Can airlines be trusted with your biometric data?
US Officials acknowledges that the biometric information collected for airport screening could potentially be used by airlines for other purposes.
The US Department of Homeland Security (DHS) and US Customs and Border Protection (CBP) has just issued an update of its Privacy Impact Assessment (PIA) to provide the public with notice regarding CBP’s plans to use personally identifiable information (PII) collected by airlines and airport authorities, and CBP’s use of facial matching technology in a cloud environment.
The CBP is continuing to develop and expand its biometric entry exit system for international flights at airports throughout the United States. CBP is partnering with commercial air carriers and airport authorities that will capture facial images of travelers as part of their business processes, and then send those photographs to CBP for use in the Traveler Verification Service (TVS).
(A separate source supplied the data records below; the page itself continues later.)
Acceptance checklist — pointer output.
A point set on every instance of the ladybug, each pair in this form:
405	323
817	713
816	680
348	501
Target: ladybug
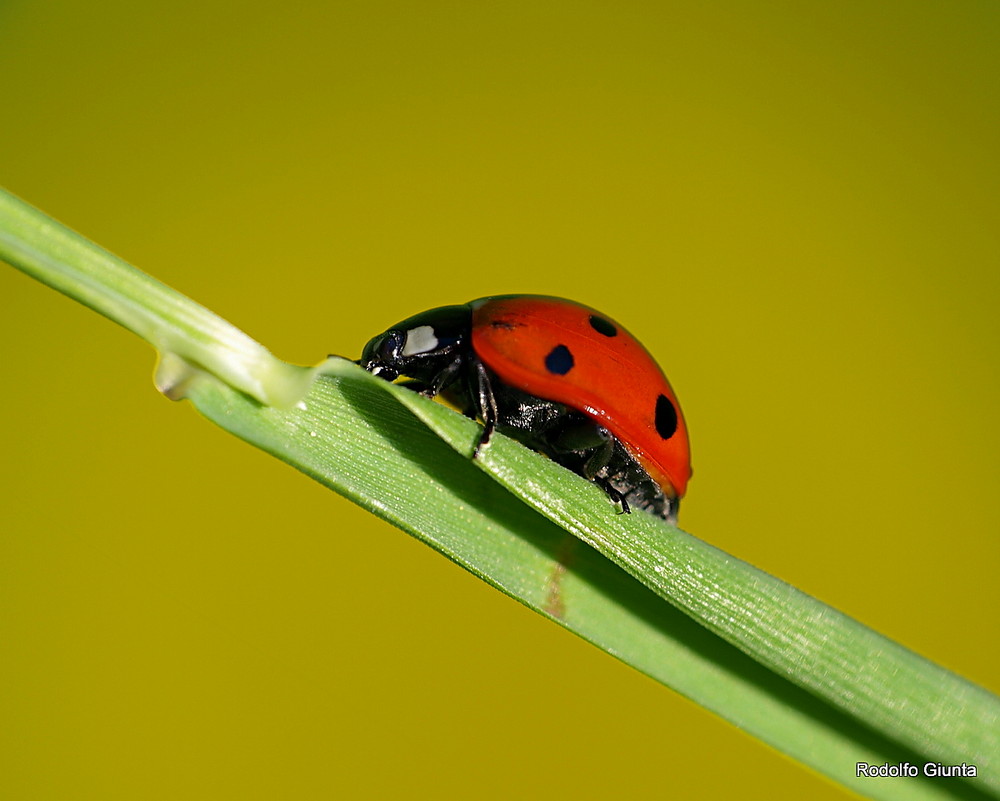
558	376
These images include photographs captured by CBP during the entry inspection, photographs from US passports and US visas, and photographs from other DHS encounters. As boarding begins, each traveler approaches the departure gate to present a boarding pass and stands for a photo in front of a CBP-owned camera , which is connected to the cloud via a secure, encrypted connection.
CBP will match the images against previously captured photos by using a cloud environment.
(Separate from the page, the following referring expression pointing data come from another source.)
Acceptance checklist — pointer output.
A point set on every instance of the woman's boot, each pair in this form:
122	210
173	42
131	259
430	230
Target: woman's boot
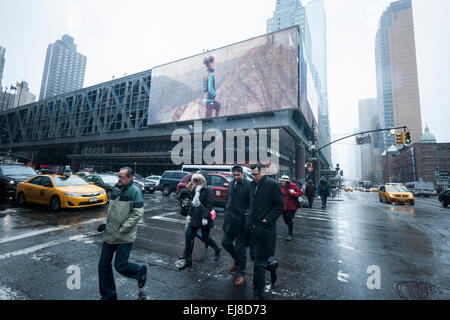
186	264
272	267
Because it’s a partner program, there’s "a risk that commercial air carriers will use the photographs for purposes beyond departure verification".
Partnering with airlines
By partnering with stakeholders on a voluntary basis and using biometric technologies, CBP is facilitating a large scale transformation of air travel that will make air travel:
- more secure, by providing increased certainty as to the identity of airline travelers at multiple points in the travel process;
- more predictable, by establishing a clear, easily-understood boarding process, and
- able to build additional integrity to the immigration system by better identifying which foreign nationals are violating the terms of their admission to the United States, and by providing the capability for immediate action when that occurs.
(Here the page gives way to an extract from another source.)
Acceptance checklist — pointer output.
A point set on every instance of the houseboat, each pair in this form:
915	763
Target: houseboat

Can the airlines resist the temptation?
“There is a risk that approved partners will use biometric images collected under the [service] for a purpose other than identity verification,” CBP acknowledges in their personally identifiable information (PII).
Because it’s a partner program, there’s “a risk that commercial air carriers will use the photographs for purposes beyond departure verification,” the statement said, because “commercial air carriers are not collecting photographs on CBP’s behalf or under CBP authorities.”
Customs and Border Protection only keeps the photos on file for 14 days, but airlines are free to keep photos and biometric information on file as needed for business purposes. The biographical information itself is kept by CBP for 15 years for US citizens and 75 years for foreign travelers.